Пена клокочет между ее ног, и сбегает по ногам, и расползается по полу. Жидкость в неразрушимой и непробиваемой банке находится под огромным давлением, а в контакте с воздухом пена невероятно расширяется.
Чайб снимает с полки растворитель и сжимает в руке, чтобы она не отняла. Бенедиктина вскакивает и замахивается на него. Хохоча, как гиена в палатке с веселящим газом, Чайб закрывается от удара и отталкивает ее. Поскользнувшись на пене – уже по лодыжку, – Бенедиктина падает и скользит на заду из ванной, позвякивая банкой по полу.

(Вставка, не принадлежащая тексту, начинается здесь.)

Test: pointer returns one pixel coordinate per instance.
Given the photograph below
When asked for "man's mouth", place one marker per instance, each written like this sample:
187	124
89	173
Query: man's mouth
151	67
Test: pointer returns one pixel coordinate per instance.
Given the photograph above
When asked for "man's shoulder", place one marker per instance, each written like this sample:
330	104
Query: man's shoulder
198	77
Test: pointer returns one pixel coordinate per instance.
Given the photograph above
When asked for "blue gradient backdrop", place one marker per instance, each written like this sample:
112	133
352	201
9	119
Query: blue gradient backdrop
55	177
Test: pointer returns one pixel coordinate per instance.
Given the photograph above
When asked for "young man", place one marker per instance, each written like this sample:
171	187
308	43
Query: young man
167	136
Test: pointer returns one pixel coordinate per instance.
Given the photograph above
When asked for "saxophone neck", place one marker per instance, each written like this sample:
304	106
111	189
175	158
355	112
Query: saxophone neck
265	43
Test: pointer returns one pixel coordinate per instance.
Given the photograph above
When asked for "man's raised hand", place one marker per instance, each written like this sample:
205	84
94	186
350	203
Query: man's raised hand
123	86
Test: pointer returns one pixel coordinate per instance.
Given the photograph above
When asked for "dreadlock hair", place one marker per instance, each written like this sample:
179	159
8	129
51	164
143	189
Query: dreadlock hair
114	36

Она поднимается на ноги и только тогда осознает, что наделал Чайб. Из нее вырывается крик – и она следует за ним. Она приплясывает, вырывая из себя банку, крики растут в громкости с каждой попыткой и итоговой болью. Затем Бенедиктина разворачивается и выбегает из комнаты – ну или пытается. Она поскальзывается; на пути – Бела; они сцепляются и выезжают из спальни вместе, разворачиваясь в дверях, как в пируэте. Плещется пена, и они напоминают Венеру с подругой, выходящих из пузырящихся волн Кипрского моря.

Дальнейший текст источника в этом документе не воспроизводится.